The OECD convention, and subsequent developments — the 2003 UN convention on bribery, and anti-corruption laws in the UK and Canada — have led to high-profile prosecutions, giant fines, and even jail terms for executives. Some national governments and multilateral agencies, such as the World Bank, have passed policies disqualifying companies with these sorts of convictions from accepting public contracts.

Yet multinationals in some sectors, particularly natural resource extraction, continue to operate in an ethical gray zone, says Manuel Balan, a political scientist and international development expert at Montreal’s McGill University. He cites examples where governments in developing countries will proactively ease environmental rules or selectively regulate in order to attract investment.

Corporate social responsibility (CSR) programs may also facilitate a form of corruption that passes muster with law-enforcement officials and investors. Instead of bribes, international mining companies build clinics or schools or make financial contributions to officials in communities where these firms are looking to secure an operating licence.

Is that corruption? “It’s a very complex story,” Balan says. In some cases, the benefits are real and long-lasting. But in others, they’re not viewed positively because the mining activity creates environmental damage. “In Latin America, many people see CSR as the root of all evil.”

Canadian prosecutors are still playing catch-up when it comes to clamping down on domestic firms that bribe foreign officials, says trade law expert Glen Jennings, national leader for the white-collar defence and investigations group for Gowlings WLG. While Parliament made the practice illegal in 1999, lax policing by the RCMP prompted the OECD in 2011 to publicly condemn Canada.

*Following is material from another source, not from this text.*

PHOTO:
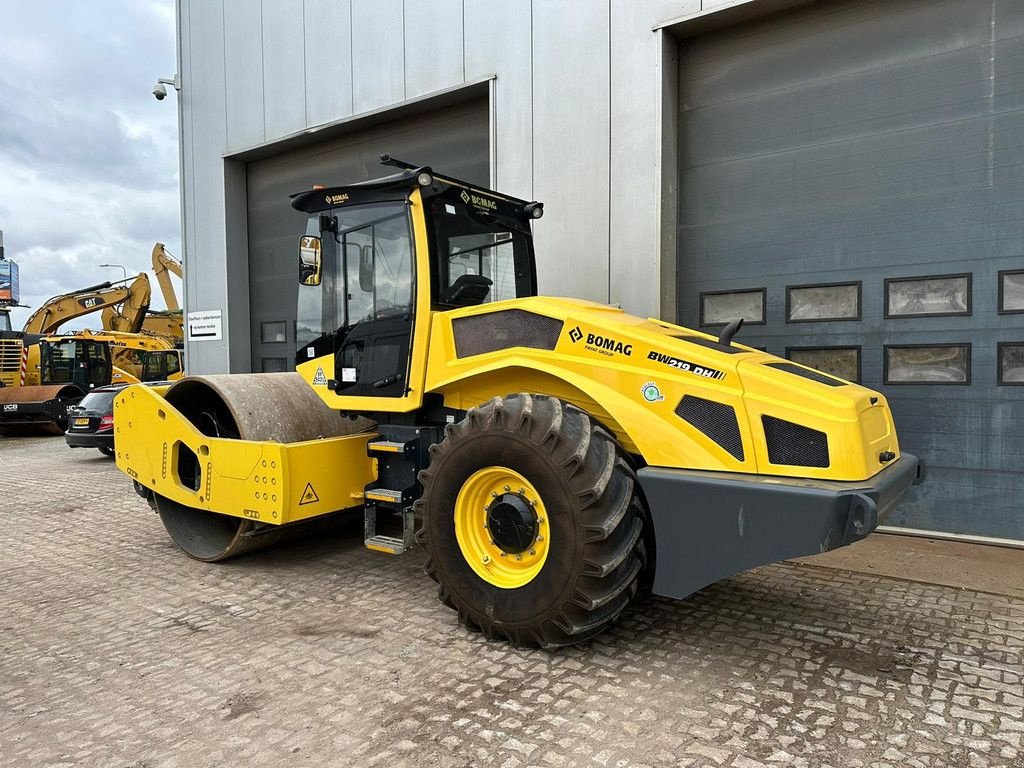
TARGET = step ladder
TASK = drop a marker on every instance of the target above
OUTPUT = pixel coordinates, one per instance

Since then, Jennings says, a handful of cases have led to charges for some Canadian companies and employees of firms with offshore business. Prominent among these is the 2014 conviction of Nazir Karigar, an Ottawa executive of CryptoMetrics. He was sentenced to three years in prison for a $450,000 bribe paid to Indian government officials involved in purchasing equipment for Air India planes. “[That case] definitely has the attention of big business,” says Jennings. “There’s no doubt that Canadian companies are taking [the risk of prosecution] more seriously.”

While even stern rules won’t purge corrupt corporate activity, increased attention from organizations such the OECD and the UN sends a signal that such practices shouldn’t be banned in one place but tacitly tolerated in another.

Yet for such policies and laws to be effective, voters need to consistently back honest politicians who support regulations and institutions that block corruption and hold corporations to account for their conduct. “Corruption is about someone failing to understand their role in public office,” observes MacDermid. “It comes back to the question, who does this person represent?”